This article is intended to be used by the general public for informational purposes only. It is not intended to be used as a reference for educational research papers, nor is it a reflection of the services available through our Rehab Program in Thailand.
This is the final part of a 4-part piece that is aimed at helping those who have completed inpatient rehab and are working to maintain sobriety as their life progresses.
It is important to understand that some days will be far tougher than others. For this reason, we will concentrate on the actions to take when you are having a particularly bad time of it.
If things are getting on top of you and the temptation to slip back into your old ways persists you need to take time-out. Step back and consider exactly why you entered rehab in the first place.
Remember all the negative things that came your way while heavily under the influence of your substance of choice, how it affected your thinking, actions and health.
Take a deep breath and remind yourself that going back to that way of life really is a dead-end with nothing but angst and despair on the horizon.
Hopefully you will have a sponsor, close friend or councillor that you can talk to. Do not keep things bottled up. Either get on the phone to them or arrange a meeting. During discussions, it is important that you open your heart and let the person know exactly how you are feeling and why.
This will do you the power of good in terms of getting things off your chest. It will also give the other person a chance to offer support, encouragement and ideas of how you can get yourself out of this temporary depression, and rest assured, it is only temporary.

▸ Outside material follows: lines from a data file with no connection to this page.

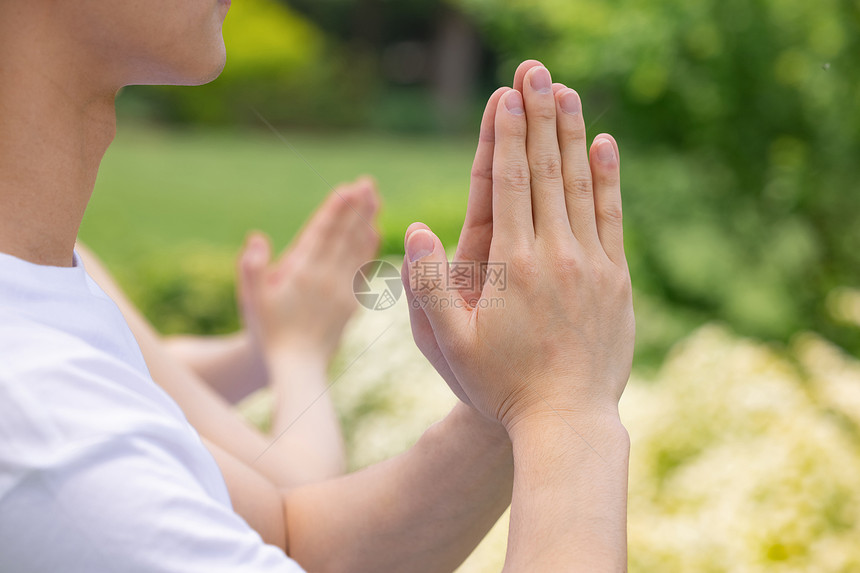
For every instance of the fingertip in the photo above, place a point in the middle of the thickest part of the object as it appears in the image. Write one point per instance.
(414, 227)
(522, 70)
(539, 79)
(256, 252)
(604, 150)
(513, 103)
(569, 101)
(420, 245)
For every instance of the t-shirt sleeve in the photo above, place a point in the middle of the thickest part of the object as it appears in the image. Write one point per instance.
(124, 503)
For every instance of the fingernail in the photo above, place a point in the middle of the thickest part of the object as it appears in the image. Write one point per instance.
(514, 102)
(605, 151)
(540, 80)
(570, 103)
(419, 245)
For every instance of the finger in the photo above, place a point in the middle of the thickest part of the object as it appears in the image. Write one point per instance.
(425, 339)
(578, 186)
(605, 168)
(428, 271)
(252, 265)
(544, 156)
(522, 70)
(474, 244)
(512, 209)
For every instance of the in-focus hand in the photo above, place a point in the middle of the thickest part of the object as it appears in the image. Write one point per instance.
(557, 333)
(300, 303)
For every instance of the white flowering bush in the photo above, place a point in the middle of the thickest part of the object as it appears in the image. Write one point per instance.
(745, 457)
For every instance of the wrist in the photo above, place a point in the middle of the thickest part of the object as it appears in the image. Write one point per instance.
(600, 430)
(491, 431)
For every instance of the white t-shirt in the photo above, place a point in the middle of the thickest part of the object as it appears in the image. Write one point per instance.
(99, 469)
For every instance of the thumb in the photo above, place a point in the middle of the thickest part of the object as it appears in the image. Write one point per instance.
(428, 280)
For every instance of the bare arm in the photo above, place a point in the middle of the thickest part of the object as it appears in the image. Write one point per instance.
(229, 364)
(424, 510)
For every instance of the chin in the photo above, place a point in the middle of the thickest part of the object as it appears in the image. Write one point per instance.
(202, 68)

Overcoming these rough periods will make you far stronger and far more determined to carry on with the progress already made.
It is all too common for those who have suffered addiction and are in recovery to suffer a relapse. While this is unfortunate, it does not mean failure. This is a very important point to understand.

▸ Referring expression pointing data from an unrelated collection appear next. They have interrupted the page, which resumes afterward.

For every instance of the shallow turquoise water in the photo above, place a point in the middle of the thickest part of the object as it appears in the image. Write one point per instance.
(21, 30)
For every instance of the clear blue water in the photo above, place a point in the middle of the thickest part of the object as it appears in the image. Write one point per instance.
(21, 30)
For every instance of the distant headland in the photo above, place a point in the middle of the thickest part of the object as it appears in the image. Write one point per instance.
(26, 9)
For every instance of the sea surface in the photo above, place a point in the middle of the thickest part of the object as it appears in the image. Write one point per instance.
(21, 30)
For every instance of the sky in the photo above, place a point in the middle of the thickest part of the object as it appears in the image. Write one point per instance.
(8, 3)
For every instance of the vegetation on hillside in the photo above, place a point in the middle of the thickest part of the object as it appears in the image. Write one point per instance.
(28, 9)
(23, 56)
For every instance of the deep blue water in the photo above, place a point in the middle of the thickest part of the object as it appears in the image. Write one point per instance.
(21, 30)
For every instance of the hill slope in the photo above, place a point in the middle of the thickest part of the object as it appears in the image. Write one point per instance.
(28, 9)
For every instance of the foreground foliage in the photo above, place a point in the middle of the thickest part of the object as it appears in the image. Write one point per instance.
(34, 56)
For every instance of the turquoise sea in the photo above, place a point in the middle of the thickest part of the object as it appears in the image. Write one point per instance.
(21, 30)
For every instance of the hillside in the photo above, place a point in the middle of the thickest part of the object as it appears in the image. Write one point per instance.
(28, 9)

What needs to be done if you have suffered a relapse is to be honest about your slip. It must be discussed with your councilor, therapist or sponsor.

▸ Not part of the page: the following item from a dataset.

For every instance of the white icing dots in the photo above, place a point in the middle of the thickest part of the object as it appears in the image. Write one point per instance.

By doing this you are admitting that mistakes have been made, but you are determined to put them right. A discussion with someone close, and who is looking out for your welfare should be extremely effective. They will be able to analyse the situation and understand better why the relapse occurred.
The result of this often means that your sobriety plan needs altering to ensure that the reasons for this relapse are not repeated.
Remember, a sobriety plan is never set in stone. It is there for changing and should be changed whenever any aspect of it is not producing the expected results.
One slip cannot be allowed to end progress made:
Convince yourself that the slip made was a temporary one and determine not to let it happen again. This will re-enforce your inner-strength to stay away from substances.
As long as lessons are learned and positive actions are put in place this should help reduce the chances of future relapse. It will also spur you on to continue along that path of sobriety which will produce a far more satisfying lifestyle.